Writing a permutation function

Question

I've been asked to write a permutation function that uses recursion. The only parameter of the function should be the string that I should find all the permutations of. The function should return a vector with all possible permutations. I know I can use next_permutation in STL Algorithms, but I've been asked not to.

I have the base case set up, and I know I need a for loop, but I'm not quite sure where to go from there. Can someone point me in the right direction?

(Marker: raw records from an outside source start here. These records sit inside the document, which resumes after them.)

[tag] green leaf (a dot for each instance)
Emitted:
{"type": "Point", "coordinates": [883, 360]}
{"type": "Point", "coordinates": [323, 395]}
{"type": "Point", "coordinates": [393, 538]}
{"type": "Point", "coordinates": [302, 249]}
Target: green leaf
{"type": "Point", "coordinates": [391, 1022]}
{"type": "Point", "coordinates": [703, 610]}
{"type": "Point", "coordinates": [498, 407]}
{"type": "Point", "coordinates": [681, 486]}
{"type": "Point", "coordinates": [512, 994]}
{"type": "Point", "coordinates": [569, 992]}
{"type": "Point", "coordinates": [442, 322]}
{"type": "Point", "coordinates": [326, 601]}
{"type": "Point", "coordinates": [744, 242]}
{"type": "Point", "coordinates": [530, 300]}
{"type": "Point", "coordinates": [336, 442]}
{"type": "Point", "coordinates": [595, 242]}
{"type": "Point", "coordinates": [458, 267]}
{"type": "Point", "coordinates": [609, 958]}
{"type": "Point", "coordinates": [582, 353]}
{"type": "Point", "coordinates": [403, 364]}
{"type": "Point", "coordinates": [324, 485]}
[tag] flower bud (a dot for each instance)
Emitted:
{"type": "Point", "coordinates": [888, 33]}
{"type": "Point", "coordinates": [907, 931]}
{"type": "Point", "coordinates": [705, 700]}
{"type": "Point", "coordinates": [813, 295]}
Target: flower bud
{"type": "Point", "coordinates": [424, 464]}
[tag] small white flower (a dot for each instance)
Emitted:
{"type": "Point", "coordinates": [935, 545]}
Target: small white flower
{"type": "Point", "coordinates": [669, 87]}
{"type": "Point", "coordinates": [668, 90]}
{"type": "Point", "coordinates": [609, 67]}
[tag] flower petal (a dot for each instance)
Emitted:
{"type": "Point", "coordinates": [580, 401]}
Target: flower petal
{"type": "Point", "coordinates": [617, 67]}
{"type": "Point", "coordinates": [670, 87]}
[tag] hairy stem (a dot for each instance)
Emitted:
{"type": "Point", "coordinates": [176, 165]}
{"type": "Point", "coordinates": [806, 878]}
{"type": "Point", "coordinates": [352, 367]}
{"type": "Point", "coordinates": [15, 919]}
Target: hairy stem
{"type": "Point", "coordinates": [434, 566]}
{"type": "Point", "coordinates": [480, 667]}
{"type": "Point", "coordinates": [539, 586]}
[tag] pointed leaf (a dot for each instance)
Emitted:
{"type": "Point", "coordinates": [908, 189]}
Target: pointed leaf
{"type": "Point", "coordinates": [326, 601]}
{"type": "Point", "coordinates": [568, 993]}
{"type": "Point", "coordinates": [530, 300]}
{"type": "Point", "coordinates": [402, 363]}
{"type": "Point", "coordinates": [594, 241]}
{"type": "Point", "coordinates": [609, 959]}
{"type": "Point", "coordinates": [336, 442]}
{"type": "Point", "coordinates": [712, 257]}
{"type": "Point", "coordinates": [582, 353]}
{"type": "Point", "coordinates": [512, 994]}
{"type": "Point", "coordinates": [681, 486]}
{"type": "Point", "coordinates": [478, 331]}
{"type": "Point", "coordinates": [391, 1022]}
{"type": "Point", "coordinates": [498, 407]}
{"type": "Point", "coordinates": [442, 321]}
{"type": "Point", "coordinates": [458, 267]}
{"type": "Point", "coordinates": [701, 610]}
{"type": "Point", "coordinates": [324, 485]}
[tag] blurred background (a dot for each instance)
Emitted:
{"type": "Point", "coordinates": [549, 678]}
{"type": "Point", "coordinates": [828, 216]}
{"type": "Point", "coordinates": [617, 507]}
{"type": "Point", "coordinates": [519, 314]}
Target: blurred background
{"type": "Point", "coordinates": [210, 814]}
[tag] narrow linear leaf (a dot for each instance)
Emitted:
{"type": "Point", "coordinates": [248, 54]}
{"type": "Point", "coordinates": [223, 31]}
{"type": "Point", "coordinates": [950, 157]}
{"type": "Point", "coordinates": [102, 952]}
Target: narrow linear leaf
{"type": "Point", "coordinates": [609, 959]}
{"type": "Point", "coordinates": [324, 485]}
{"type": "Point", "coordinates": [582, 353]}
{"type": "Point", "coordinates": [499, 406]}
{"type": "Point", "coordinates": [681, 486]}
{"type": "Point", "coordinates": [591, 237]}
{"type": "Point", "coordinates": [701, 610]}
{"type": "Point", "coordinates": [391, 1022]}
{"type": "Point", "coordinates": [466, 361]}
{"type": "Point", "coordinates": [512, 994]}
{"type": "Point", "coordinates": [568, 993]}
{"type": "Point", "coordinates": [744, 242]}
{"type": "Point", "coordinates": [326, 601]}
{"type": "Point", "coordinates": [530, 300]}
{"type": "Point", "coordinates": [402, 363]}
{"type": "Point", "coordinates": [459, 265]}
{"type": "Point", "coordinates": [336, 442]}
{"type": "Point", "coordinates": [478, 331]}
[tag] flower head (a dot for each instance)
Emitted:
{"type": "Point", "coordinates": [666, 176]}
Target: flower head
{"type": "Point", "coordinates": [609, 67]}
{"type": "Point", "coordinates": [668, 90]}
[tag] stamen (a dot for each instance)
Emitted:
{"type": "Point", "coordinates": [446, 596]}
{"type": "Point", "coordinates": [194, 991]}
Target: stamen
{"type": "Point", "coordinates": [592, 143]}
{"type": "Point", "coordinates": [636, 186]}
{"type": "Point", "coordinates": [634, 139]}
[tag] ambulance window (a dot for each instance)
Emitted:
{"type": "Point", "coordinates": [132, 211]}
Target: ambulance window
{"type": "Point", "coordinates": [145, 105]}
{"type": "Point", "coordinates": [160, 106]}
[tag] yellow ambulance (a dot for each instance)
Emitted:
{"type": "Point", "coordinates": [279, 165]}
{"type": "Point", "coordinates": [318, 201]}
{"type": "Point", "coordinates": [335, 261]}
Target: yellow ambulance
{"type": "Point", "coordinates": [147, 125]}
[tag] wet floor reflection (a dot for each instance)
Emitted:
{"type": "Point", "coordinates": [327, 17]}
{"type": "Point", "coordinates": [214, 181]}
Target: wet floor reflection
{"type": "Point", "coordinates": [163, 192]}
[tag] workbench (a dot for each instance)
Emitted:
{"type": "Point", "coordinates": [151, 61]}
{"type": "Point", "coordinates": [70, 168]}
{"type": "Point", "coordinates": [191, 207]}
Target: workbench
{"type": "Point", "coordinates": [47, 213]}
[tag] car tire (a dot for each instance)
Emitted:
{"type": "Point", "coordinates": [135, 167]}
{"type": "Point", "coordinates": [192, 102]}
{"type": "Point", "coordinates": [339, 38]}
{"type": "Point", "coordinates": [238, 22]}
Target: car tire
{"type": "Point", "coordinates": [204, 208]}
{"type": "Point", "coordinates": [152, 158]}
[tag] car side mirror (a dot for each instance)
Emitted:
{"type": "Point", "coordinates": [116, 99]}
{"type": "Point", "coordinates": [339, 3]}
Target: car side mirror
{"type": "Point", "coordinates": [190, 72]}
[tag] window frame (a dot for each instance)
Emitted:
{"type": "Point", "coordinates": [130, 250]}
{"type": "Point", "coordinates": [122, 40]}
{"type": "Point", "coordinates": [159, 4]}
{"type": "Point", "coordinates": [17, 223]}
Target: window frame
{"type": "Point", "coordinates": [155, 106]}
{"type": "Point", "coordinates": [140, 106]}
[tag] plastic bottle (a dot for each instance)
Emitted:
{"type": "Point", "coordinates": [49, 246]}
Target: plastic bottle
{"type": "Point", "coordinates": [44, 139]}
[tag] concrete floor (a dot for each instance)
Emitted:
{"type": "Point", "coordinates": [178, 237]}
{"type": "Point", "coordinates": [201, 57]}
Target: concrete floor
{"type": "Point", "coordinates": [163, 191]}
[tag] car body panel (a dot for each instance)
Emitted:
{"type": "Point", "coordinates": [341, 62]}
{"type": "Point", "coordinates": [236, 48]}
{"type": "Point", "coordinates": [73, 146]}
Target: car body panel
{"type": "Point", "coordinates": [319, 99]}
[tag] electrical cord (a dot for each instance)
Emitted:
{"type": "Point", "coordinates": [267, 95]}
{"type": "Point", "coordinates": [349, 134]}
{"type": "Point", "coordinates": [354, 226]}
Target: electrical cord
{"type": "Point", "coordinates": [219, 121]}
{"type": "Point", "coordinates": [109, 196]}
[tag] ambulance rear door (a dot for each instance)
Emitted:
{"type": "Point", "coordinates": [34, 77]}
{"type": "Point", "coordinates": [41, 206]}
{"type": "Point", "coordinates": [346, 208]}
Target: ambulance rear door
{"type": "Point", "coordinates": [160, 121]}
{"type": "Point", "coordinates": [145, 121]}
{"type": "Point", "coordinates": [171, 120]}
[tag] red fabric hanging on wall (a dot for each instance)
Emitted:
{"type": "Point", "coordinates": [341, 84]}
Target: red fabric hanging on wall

vector <string> getPerm(string str)
{
    vector<string> v;
    if(w.length() <= 1)
    {
        v.push_back(str);
        return v;
    }
    else
    {
        for(int i = 0; i < str.size(); i++)
        {
            //Some code
        }
    }
}

Any help would be appreciated.

Answer 1

Imagine you already have the result of the previous iteration of your function, with returns all the permutations of the first n-1 elements of your string.

vector<string>& v_prev = getPerm(str.substr(0, str.length()-1));

Use this in the

//Some code

part of your code.

Another tip: use the 0-length string as the stop-condition of your recursion. You can construct the 1-lenght permutations recursively ;)

Here is the entire solution:

vector<string> getPerm(string str)
{
  vector<string> v; 
  if (str.empty())
  {
    v.push_back(string());
    return v;
  }
  else
  {
    vector<string>& v_prev = getPerm(str.substr(0, str.length()-1));
    for(int i = 0; i < v_prev.size(); i++)
    {
      for (int j = 0; j < v_prev[i].length() + 1; j++)
      {
        string p = v_prev[i];
        p.insert(j, str.substr(str.length() - 1, 1));
        v.push_back(p);
      }
    }
    return v;
  }
}

Answer 2

Think about these permutations of the string "123"

123
132

213
231

312
321

And think about these permutations of "12"

12
21

Can you see how you might construct the permutations of a n letter string if you know the permutations of all the n-1 letter substrings. That type of solution would be recursive.

Answer 3

• For each element x in yourArray
  • Make a copy of yourArray without element x. Call this new array newArray.
  • Find all of the permutations of newArray
  • add element x to the beginning of each of those permutations

Answer 4

Implementing what just Ken Bloom wrote:

vector <string> getPerm(string str)
{
  vector<string> v;
  if(str.length() <= 1)
  {
    v.push_back(str);
    return v;
  }
  else
  {
    for(int i = 0; i < str.size(); i++){
      vector<string> perms = getPerm(str.substr(0,i)+str.substr(i+1));

      for(int j = 0; j < perms.size(); j++){
        v.push_back(str[i] + perms[j]);
      }
    }
  }
}

Answer 5

Try something like this:

permut(s) :
  if s.length=0 : exit;
  else :
    for i=0 to s.length :
      front:=s[i];
      remove(s,i);
      s2 := front + permut(s);
      print s2, NEWLINE;